Robin Tutenges _ Chinland

Robin Tutenges _ Chinland

Robin TUTENGES né en 1995, est un photojournaliste français qui travaille principalement sur les crises et leurs conséquences, en s’attachant à raconter la grande histoire à travers la petite.

Il a notamment travaillé avec les combattants de la junte en Birmanie (finaliste du Prix Lucas Dolega-SAIF 2023 de RSF, Prix Victor Hugo 2023), les survivants des camps chinois du Xinjiang réfugiés au Kazakhstan (Sélectionné pour le Prix Bayeux-Calvados des correspondants de guerre 2023) ou encore la révolte des paysans en Inde (Prix de la presse diplomatique 2021).

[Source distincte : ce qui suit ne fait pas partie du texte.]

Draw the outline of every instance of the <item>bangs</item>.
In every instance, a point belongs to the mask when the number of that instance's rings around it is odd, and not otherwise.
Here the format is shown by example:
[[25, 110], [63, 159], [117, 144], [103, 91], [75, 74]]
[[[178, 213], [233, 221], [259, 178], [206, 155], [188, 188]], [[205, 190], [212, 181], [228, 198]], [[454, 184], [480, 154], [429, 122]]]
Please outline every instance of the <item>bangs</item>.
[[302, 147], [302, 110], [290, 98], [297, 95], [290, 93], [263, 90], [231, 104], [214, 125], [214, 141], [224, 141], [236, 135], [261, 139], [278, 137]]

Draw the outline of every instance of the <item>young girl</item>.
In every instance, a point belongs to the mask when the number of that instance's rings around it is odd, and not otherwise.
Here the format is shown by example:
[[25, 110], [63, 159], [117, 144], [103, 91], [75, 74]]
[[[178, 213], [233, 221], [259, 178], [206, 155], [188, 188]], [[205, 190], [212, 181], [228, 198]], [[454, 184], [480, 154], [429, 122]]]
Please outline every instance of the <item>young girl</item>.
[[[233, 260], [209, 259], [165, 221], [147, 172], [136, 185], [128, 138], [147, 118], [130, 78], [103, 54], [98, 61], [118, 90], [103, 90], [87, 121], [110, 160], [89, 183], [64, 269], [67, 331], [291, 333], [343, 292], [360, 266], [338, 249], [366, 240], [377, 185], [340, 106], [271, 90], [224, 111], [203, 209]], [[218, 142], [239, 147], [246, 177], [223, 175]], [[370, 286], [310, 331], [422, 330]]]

Depuis 2023, il concentre son travail sur le mariage des filles dans le monde (bourse du Centre européen de journalisme) et sur la communauté des skateurs en Ukraine pendant la guerre (bourse du Centre national des arts plastiques en France). Ses reportages ont été publiés dans la presse française et internationale.

Le Chinland est un territoire montagneux, acculé à l’ouest de la Birmanie. Sous les épaisses forêts, les Chins, l’ethnie à majorité chrétienne qui peuple la région, luttent contre la junte au pouvoir depuis le coup d’État de 2021.

Les Chins, comme les autres minorités ethniques du pays, sont la cible des pires exactions de la Tatmadaw, le bras armé de la junte bouddhiste. Massacres, destruction des villages et des lieux de culte: les militaires redoublent de cruauté dans cette guerre qui a déjà fait 4.000 victimes civiles à l’échelle du pays. Face à ces exactions impunies, la jeunesse chin a massivement rejoint les organisations combattantes formées dans l’État.

Autrefois étudiants ou fermiers, ces jeunes soldats ont pris les armes pour protéger leur famille et obtenir la démocratie.

Une femme s’effondre de douleur devant la tombe d’une des victimes de l’attaque de la junte dans le petit village de Khuafo. La veille, deux avions de chasse de la junte ont largué plusieurs bombes, faisant 9 victimes civiles, dont deux enfants (12 et 8 ans), une mère et sa fille (50 et 15 ans), deux sœurs (33 et 31 ans) un jeune (17 ans, qui a succombé à ses blessures) ainsi qu’un couple (19 et 18 ans), qui laisse derrière eux un jeune enfant en bas âge. Birmanie, Khuafo, État Chin, 31/03/2023.© Robin Tutenges

Cette résistance contre l’oppression se fait au prix du sang et des larmes. Pour reprendre la main, l’armée birmane a généralisé depuis le début de l’année 2023 un outil de terreur : les bombardements meurtriers ciblant les civils, rangés du côté des insurgés.

À chaque nouveau village chin bombardé et endeuillé, des familles entières sont poussées à l’exode. Un quart de la population de l’État Chin a déjà été forcé de se déplacer pour fuir les combats. Parmi eux, de nombreux enfants traumatisés par la guerre qui s’entassent dans des camps coupés du monde par la junte, que les ONG peinent à atteindre.

Certains Chin choisissent aussi l’exode vers le pays limitrophe du Chinland, l’Inde, où les réfugiés côtoient les nombreux mutilés de cette guerre. Une situation qui illustre le drame humain qui se joue à l’échelle du pays: au total, on compte plus de 1,6 million de déplacés internes depuis le coup d’État, et 17,6 millions de Birmans ont aujourd’hui besoin d’aide humanitaire.

Les combattants du CNA, dont certains prennent ici un bain dans la rivière Tiau, frontière naturelle avec l’Inde, sont souvent très jeunes. Ils ont parfois tout juste 15 ans. Birmanie, Camp Victoria, État Chin, 07/03/2023. © Robin Tutenges
Légende de la photo d’en tête

 
Des volontaires venus de tout le Chinland s’entraînent dans le Camp Victoria, un camp militaire caché dans la forêt de l’ouest birman, géré par le Chin National Army (CNA), le principal groupe armé Chin qui lutte contre l’armée birmane. Les recrues de la cinquantième promotion défilent une dernière fois pour préparer la cérémonie de fin de formation, qui aura duré 4 mois. Birmanie, Camp Victoria, État Chin, 09/03/2023.